8. Working Stiff by Rachel Caine (Science Fiction)

While I’d read Rachel Caine books before (specifically the Morganville Vampires series), the premise got me on this one. Bryn just starts a job at a mortuary when she sees something she’s not supposed to and gets killed. On the first day. Sucks, right? Turns out what she saw was her boss resurrecting dead clients with the help of a new pharmaceutical drug–that’s now being used on her to help bring down the company. It’s dark, it’s suspenseful, and I really enjoyed it.

9. Wicked and the Wallflower by Sarah MacLean (Historical Romance)

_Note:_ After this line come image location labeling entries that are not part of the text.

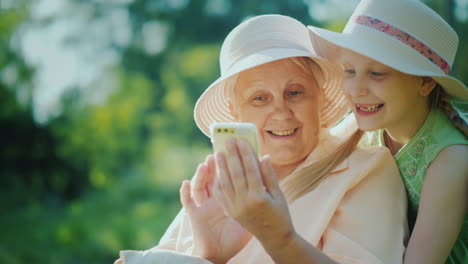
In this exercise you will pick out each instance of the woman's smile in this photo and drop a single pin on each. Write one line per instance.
(284, 133)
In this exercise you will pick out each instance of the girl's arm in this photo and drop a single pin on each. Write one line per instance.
(442, 208)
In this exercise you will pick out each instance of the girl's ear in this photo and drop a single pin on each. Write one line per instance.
(427, 86)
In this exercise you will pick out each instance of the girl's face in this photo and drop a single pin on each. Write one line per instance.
(283, 102)
(380, 96)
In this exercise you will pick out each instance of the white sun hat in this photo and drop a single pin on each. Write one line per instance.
(257, 41)
(403, 34)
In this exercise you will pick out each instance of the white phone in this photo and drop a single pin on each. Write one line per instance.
(220, 132)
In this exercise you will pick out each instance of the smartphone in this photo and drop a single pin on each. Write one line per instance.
(220, 132)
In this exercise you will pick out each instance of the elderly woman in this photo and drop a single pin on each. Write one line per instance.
(341, 203)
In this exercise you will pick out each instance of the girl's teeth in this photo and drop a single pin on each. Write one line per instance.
(282, 132)
(368, 108)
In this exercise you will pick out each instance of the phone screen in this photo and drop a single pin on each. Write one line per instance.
(220, 132)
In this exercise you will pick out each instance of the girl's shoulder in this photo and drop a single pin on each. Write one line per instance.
(449, 168)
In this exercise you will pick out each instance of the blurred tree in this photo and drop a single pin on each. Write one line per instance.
(103, 174)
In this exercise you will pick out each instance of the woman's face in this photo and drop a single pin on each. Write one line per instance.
(282, 100)
(380, 96)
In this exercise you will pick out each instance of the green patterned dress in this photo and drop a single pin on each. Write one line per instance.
(414, 158)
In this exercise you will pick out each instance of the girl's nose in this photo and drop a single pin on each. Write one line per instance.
(356, 88)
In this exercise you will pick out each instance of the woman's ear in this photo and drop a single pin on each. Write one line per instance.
(427, 86)
(233, 110)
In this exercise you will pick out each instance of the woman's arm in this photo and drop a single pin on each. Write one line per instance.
(369, 226)
(200, 230)
(442, 207)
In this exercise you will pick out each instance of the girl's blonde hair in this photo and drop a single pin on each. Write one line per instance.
(439, 98)
(309, 177)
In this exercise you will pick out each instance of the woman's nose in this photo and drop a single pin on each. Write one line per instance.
(356, 88)
(282, 110)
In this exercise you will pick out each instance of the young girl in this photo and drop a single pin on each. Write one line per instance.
(396, 57)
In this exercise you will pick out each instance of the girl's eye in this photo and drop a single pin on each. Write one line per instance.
(377, 74)
(258, 98)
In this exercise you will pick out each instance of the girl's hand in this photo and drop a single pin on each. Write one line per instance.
(248, 191)
(216, 236)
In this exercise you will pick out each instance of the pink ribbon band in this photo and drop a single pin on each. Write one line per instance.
(406, 39)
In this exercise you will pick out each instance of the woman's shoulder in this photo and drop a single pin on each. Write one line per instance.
(371, 154)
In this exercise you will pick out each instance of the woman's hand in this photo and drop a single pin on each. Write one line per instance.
(216, 236)
(249, 192)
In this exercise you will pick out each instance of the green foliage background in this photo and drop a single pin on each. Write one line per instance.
(100, 177)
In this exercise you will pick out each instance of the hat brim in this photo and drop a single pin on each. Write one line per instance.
(213, 104)
(328, 44)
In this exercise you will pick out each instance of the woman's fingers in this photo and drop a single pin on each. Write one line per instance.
(220, 197)
(185, 196)
(202, 179)
(235, 166)
(223, 180)
(269, 177)
(252, 174)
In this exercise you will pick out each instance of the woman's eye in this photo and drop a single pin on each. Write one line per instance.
(377, 74)
(349, 71)
(295, 93)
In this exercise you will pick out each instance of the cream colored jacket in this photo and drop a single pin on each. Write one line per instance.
(356, 215)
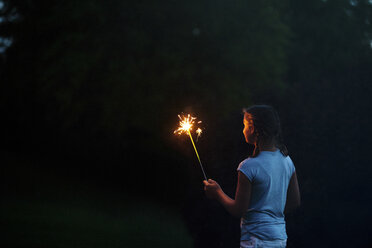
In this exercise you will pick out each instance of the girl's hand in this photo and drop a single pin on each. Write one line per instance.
(212, 189)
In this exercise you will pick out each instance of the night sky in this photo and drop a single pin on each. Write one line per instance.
(89, 96)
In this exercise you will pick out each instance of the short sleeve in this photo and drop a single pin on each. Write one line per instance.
(248, 169)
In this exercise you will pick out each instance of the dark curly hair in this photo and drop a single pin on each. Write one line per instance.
(266, 124)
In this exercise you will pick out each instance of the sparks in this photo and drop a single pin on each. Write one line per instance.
(186, 124)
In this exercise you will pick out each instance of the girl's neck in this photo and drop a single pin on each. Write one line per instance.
(266, 146)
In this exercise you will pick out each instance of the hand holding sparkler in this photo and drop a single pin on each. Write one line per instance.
(186, 124)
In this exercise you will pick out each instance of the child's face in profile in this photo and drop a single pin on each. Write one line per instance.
(248, 129)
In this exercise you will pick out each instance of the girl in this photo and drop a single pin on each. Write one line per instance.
(267, 182)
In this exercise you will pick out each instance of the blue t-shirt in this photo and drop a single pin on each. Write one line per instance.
(269, 174)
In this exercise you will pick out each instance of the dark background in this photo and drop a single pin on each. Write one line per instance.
(90, 92)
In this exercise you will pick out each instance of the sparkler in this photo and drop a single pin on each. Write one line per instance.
(186, 124)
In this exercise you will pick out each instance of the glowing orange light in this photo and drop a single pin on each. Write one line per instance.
(186, 124)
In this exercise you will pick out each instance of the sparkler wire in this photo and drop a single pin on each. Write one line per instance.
(196, 151)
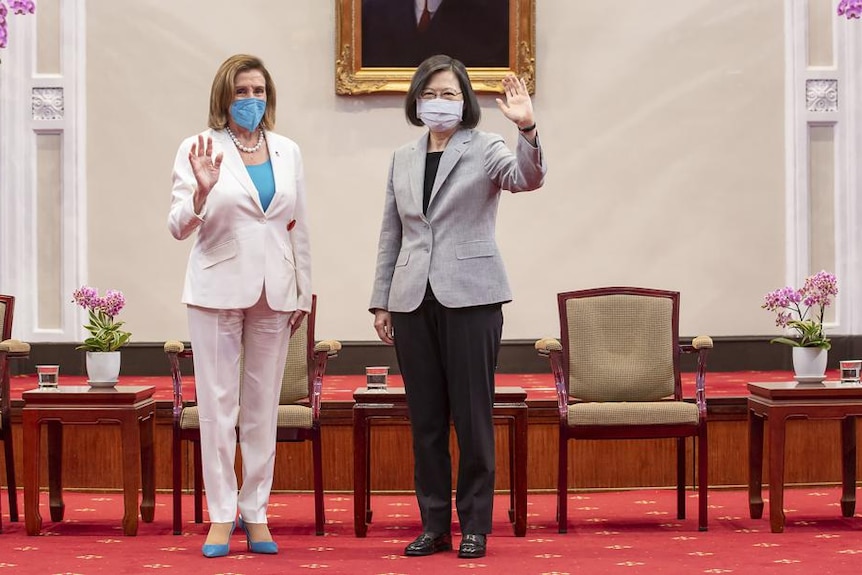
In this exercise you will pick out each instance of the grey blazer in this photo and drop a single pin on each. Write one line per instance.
(454, 245)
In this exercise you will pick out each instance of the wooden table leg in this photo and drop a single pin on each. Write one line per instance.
(520, 487)
(148, 473)
(848, 466)
(32, 446)
(55, 471)
(131, 474)
(510, 427)
(777, 424)
(360, 470)
(755, 464)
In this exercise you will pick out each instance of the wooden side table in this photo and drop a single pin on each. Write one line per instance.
(779, 402)
(131, 407)
(371, 405)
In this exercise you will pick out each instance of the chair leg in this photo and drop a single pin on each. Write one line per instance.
(702, 480)
(177, 482)
(680, 478)
(199, 483)
(563, 483)
(317, 459)
(10, 474)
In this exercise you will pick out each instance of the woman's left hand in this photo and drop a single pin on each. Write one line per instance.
(295, 320)
(517, 107)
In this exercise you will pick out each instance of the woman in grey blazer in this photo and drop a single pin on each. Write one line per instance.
(440, 284)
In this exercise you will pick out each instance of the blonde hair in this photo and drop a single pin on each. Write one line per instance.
(224, 87)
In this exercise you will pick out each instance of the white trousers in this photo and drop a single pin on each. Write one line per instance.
(217, 336)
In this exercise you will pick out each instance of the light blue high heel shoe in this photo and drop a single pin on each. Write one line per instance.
(267, 547)
(218, 549)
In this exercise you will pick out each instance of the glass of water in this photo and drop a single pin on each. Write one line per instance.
(375, 377)
(48, 375)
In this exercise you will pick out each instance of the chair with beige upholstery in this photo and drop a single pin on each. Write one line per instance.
(617, 372)
(298, 413)
(9, 349)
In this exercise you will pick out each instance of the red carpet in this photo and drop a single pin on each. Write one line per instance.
(539, 386)
(631, 532)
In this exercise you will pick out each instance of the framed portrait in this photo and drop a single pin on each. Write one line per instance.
(379, 43)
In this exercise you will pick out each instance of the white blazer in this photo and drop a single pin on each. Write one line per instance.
(239, 248)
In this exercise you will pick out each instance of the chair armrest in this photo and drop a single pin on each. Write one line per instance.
(701, 346)
(551, 348)
(323, 350)
(9, 349)
(15, 348)
(175, 350)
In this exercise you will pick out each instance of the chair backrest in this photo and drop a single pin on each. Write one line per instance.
(621, 343)
(7, 307)
(298, 369)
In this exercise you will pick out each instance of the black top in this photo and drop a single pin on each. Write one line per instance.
(432, 162)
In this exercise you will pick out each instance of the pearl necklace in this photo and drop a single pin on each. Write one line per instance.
(242, 148)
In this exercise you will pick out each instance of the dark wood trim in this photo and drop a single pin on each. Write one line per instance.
(516, 356)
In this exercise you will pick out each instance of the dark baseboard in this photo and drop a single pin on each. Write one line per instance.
(516, 356)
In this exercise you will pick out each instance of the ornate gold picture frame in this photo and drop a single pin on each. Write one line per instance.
(352, 78)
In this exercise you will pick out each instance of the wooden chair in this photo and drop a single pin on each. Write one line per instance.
(617, 374)
(298, 413)
(9, 349)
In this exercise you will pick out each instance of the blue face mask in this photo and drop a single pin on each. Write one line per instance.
(248, 112)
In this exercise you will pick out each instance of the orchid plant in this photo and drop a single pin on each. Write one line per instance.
(802, 310)
(850, 8)
(105, 332)
(17, 7)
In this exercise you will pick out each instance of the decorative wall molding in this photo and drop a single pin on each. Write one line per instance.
(48, 103)
(824, 96)
(32, 105)
(821, 95)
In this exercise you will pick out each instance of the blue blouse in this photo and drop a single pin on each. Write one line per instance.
(264, 181)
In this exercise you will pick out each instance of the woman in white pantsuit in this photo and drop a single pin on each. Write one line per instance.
(247, 286)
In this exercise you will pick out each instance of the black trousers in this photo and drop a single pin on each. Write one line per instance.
(447, 358)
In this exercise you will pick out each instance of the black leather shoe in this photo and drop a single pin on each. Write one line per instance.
(473, 546)
(428, 544)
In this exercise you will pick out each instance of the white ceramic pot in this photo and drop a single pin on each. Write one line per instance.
(809, 362)
(103, 368)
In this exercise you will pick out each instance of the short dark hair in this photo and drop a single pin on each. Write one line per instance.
(224, 85)
(439, 63)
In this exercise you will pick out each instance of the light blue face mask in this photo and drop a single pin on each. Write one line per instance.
(248, 112)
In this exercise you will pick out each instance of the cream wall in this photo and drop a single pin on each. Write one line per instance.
(662, 124)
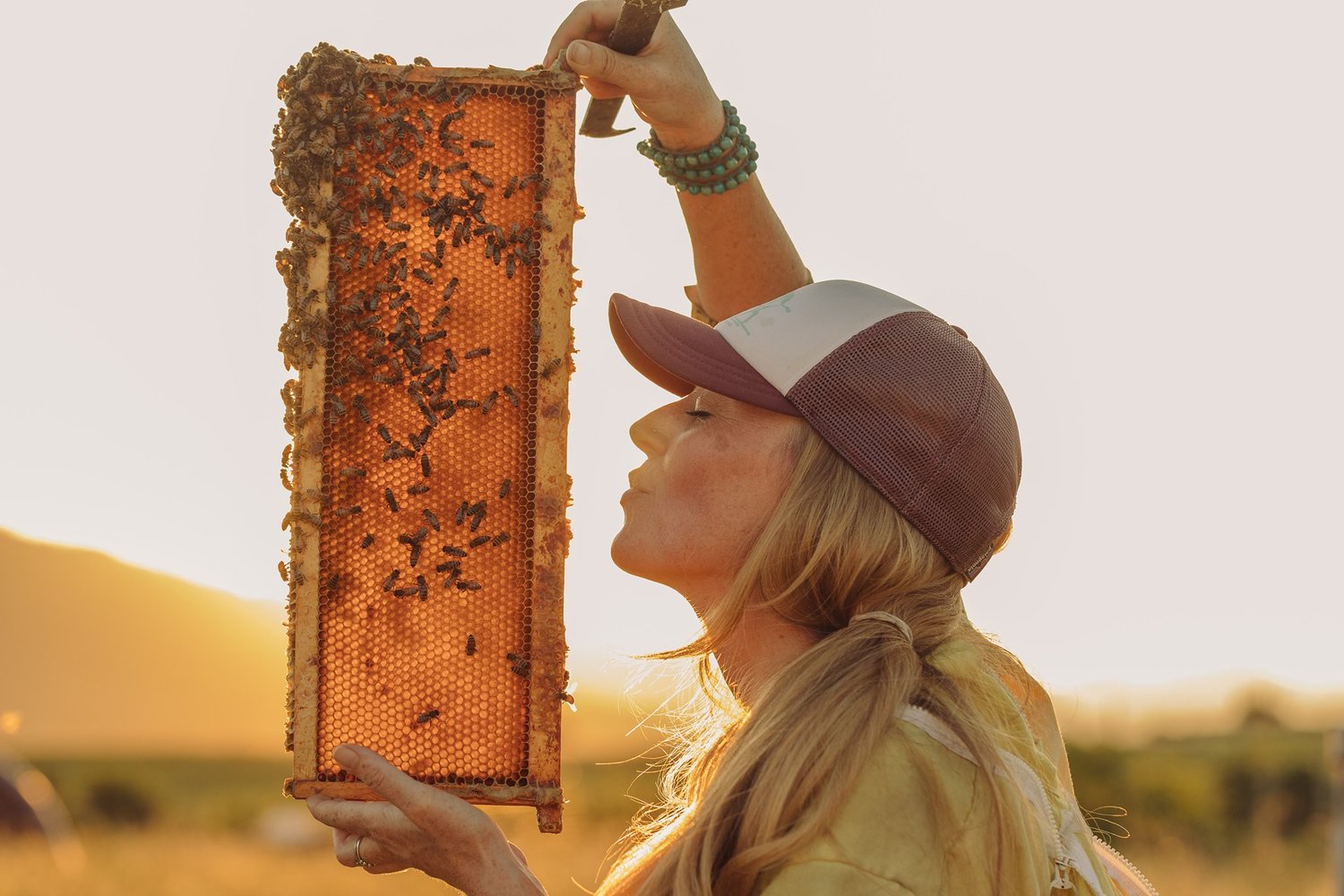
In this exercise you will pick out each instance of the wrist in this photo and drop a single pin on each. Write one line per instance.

MacLean is a sure-fire pick for me. I will always enjoy her books (and I recommend all of them). This 2018 release is one of her best yet, though. This series mixes upper crust girls with the darker side of London, which I like because it allows me to see so much more about life in the early 1800s than I knew about. And Felicity is a BOSS.

10. Wolf’s Head by Steven A. McKay (Historical Fiction)

Ok, so I’m ending with this Robin Hood tale. This is much more accurate, I feel, to how it really would have been. Like, Robin is a legit outlaw. He’s not a hero, but he is impressive. It is very grounded in its historical setting and I liked seeing that version of the story I know so well.